Das war der Jackpot. Mit einundzwanzig Jahren wurde ich Moderatorin einer Kindersendung. Mein Partner war ein fusselig niedlicher Handpuppenhund. Ich durfte mit ihm um die Welt reisen und bekam auch noch eine Menge Geld dafür.
Nach der Zusage lief ich zwei Wochen wie auf Wolken herum.

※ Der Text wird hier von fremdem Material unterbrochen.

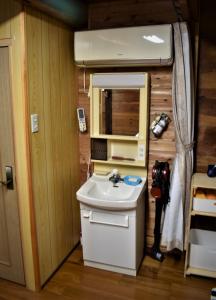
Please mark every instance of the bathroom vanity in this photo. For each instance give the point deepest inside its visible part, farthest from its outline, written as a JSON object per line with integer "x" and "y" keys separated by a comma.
{"x": 112, "y": 221}
{"x": 112, "y": 215}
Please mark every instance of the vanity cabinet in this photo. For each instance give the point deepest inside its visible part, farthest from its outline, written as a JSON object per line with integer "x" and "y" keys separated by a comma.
{"x": 119, "y": 116}
{"x": 113, "y": 240}
{"x": 201, "y": 244}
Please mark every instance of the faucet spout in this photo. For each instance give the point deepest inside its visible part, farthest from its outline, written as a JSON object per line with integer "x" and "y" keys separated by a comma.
{"x": 115, "y": 177}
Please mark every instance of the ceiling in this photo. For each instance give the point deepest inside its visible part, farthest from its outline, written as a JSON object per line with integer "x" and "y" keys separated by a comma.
{"x": 77, "y": 13}
{"x": 73, "y": 12}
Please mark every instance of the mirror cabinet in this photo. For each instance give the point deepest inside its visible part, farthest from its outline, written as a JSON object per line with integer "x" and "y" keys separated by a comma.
{"x": 119, "y": 122}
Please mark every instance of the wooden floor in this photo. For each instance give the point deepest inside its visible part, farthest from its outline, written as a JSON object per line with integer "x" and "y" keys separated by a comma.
{"x": 154, "y": 281}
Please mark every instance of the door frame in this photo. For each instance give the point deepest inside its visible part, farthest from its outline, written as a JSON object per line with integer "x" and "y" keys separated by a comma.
{"x": 18, "y": 83}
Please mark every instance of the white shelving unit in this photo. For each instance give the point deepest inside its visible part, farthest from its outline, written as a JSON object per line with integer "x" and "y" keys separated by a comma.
{"x": 199, "y": 180}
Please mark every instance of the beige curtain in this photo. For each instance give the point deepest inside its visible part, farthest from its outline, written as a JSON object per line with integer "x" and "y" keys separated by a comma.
{"x": 177, "y": 210}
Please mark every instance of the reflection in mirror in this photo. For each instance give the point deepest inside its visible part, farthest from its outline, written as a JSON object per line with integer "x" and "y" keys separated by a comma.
{"x": 119, "y": 111}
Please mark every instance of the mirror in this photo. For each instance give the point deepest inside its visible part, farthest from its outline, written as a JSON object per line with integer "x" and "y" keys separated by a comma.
{"x": 119, "y": 111}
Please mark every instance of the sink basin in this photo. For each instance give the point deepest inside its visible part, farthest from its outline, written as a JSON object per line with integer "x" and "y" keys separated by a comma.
{"x": 98, "y": 191}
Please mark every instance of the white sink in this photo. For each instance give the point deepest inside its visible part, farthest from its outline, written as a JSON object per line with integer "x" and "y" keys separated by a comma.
{"x": 98, "y": 191}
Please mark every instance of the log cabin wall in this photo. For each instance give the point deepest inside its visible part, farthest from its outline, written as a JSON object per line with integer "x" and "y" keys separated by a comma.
{"x": 111, "y": 14}
{"x": 206, "y": 94}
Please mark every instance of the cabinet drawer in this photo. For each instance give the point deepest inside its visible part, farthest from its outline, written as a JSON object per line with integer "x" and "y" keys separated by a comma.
{"x": 202, "y": 249}
{"x": 205, "y": 200}
{"x": 109, "y": 238}
{"x": 205, "y": 205}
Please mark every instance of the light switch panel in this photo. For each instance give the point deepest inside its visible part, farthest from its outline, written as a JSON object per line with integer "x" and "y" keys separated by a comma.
{"x": 34, "y": 123}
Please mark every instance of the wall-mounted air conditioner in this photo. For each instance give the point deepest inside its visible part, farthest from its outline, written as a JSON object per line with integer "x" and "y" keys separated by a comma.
{"x": 132, "y": 46}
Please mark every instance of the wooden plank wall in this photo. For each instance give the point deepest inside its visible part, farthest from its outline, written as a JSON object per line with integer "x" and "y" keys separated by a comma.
{"x": 206, "y": 100}
{"x": 54, "y": 149}
{"x": 11, "y": 34}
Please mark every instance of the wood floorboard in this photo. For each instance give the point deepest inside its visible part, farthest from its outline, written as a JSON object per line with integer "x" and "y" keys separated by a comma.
{"x": 74, "y": 281}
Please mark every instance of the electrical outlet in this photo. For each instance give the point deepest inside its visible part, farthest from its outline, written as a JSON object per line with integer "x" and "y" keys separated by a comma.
{"x": 34, "y": 123}
{"x": 141, "y": 152}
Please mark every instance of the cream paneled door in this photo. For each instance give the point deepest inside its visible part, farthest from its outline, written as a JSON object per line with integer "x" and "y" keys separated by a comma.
{"x": 11, "y": 264}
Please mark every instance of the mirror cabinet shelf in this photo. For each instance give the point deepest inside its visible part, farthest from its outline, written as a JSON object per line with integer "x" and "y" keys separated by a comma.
{"x": 116, "y": 137}
{"x": 120, "y": 162}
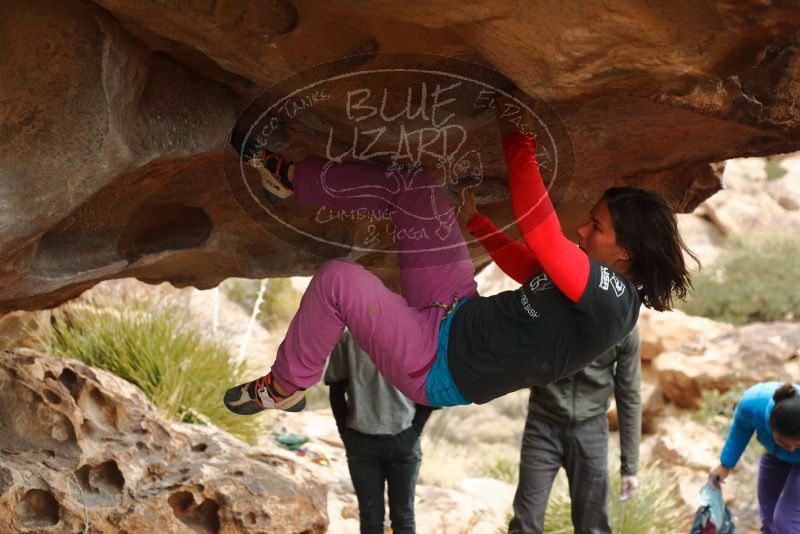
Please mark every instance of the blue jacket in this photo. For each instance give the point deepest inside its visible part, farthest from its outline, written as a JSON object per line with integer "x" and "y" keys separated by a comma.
{"x": 752, "y": 415}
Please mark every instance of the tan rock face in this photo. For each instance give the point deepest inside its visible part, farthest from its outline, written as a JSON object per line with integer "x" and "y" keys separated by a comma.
{"x": 754, "y": 353}
{"x": 116, "y": 114}
{"x": 82, "y": 447}
{"x": 669, "y": 331}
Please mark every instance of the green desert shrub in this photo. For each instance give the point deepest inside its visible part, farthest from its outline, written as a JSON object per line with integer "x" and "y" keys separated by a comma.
{"x": 654, "y": 509}
{"x": 756, "y": 280}
{"x": 159, "y": 349}
{"x": 281, "y": 299}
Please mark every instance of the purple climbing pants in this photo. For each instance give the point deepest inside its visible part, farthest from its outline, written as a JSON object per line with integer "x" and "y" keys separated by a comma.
{"x": 399, "y": 335}
{"x": 779, "y": 495}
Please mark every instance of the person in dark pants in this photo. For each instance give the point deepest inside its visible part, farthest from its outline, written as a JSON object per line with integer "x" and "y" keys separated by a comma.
{"x": 380, "y": 429}
{"x": 567, "y": 427}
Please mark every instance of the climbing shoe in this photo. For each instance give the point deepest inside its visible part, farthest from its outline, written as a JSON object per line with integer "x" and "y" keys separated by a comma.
{"x": 272, "y": 167}
{"x": 253, "y": 397}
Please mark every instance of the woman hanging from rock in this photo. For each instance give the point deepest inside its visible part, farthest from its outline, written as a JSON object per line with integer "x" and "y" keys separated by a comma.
{"x": 772, "y": 411}
{"x": 439, "y": 342}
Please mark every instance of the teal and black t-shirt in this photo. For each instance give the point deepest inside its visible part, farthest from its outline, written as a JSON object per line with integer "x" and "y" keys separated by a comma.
{"x": 535, "y": 335}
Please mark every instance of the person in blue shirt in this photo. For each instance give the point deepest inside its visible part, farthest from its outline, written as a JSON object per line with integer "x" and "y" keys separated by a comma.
{"x": 772, "y": 411}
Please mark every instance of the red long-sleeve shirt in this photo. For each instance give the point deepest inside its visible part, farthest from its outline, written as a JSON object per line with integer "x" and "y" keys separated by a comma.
{"x": 546, "y": 248}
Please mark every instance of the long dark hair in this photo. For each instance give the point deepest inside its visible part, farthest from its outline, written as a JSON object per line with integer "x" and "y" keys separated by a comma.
{"x": 647, "y": 228}
{"x": 785, "y": 416}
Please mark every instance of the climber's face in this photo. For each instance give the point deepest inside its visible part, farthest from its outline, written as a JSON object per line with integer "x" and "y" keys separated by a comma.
{"x": 598, "y": 239}
{"x": 790, "y": 444}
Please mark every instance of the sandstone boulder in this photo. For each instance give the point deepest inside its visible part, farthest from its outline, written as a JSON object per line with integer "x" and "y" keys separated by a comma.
{"x": 786, "y": 189}
{"x": 112, "y": 142}
{"x": 81, "y": 448}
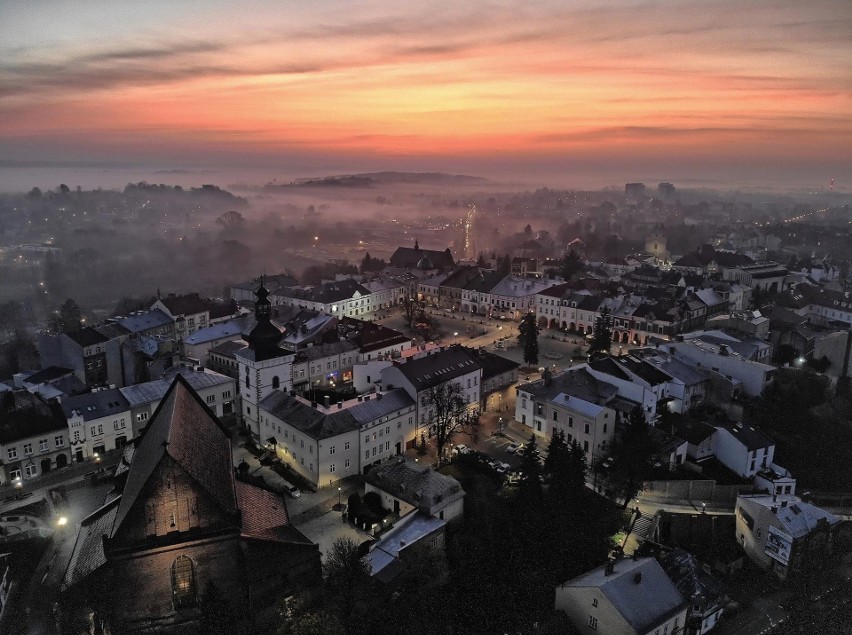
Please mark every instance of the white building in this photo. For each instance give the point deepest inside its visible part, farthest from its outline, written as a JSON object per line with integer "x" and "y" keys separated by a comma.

Die Maskenbildnerin heißt Kerstin und kennt mich von einer Koch-Show, für die ich vor Jahren mal in Hamburg gedreht habe. Ich kann mich überhaupt nicht an sie erinnern, finde das aber unhöflich und täusche also vor, sie zu kennen. Ich kann mir generell nicht gut Gesichter merken. Mein Mann Tom weiß das und gibt mir immer dezente Hinweise, wenn wir auf der Straße entfernten Bekannten begegnen.
Als Person des öffentlichen Lebens darfst du nie zugeben, dass du dich nicht an den anderen erinnerst. Das würde ja bedeuten, dass er oder sie weniger wichtig ist als du, nur weil dein Gegenüber, an das du dich leider gar nicht erinnerst, sein Gesicht nicht ständig vor die Kamera hält. Ich bin also ziemlich geübt im So-tun-als-Ob.
Kerstin legt mir einen Umhang um und stellt die Kopfstütze richtig ein. Früher gab es Lockenwickler, heute kommt Hitzeschutzspray ins Haar, und das Glätteisen wird schon mal eingesteckt.
Wir plaudern über alte Zeiten. Ich lenke das Gespräch geschickt auf die Personen, an die ich mich erinnere, und wir lachen gemeinsam über den Regisseur, der immer im selben grauen Norwegerpulli auftauchte, egal ob Sommer oder Winter.
Kerstin reibt mir einen kühlenden Concealer unter die Augen und findet meine Stiefel schön. Ich verschweige, dass ich die extra gestern noch für dieses Casting in einer Hauruckaktion gekauft habe. Ich war bestimmt in vier Läden, bis ich sie gefunden hatte. Graue Wildlederstiefel mit kleinem Absatz, vorne spitz. Ein Hauch von Western, aber trotzdem elegant. Zu einer guten Maskenbildnerin gehört das Komplimenteritual. Nach den Stiefeln ist meine schöne Haut dran.
»Wie ein Pfirsich, Annabel, wirklich, wie ein Pfirsich!«
Routiniert trägt sie das Make-up mit einem pinkfarbenen Schwamm auf, der wie ein Ei geformt ist.
»Wie alt bist du jetzt?«
»Neununddreißig.« Im Zeitalter von Suchmaschinen kann man nicht mehr schummeln. Damit hätte ich dann schon konsequent vor achtzehn Jahren beginnen müssen, und wer denkt mit einundzwanzig daran, sich jünger zu machen?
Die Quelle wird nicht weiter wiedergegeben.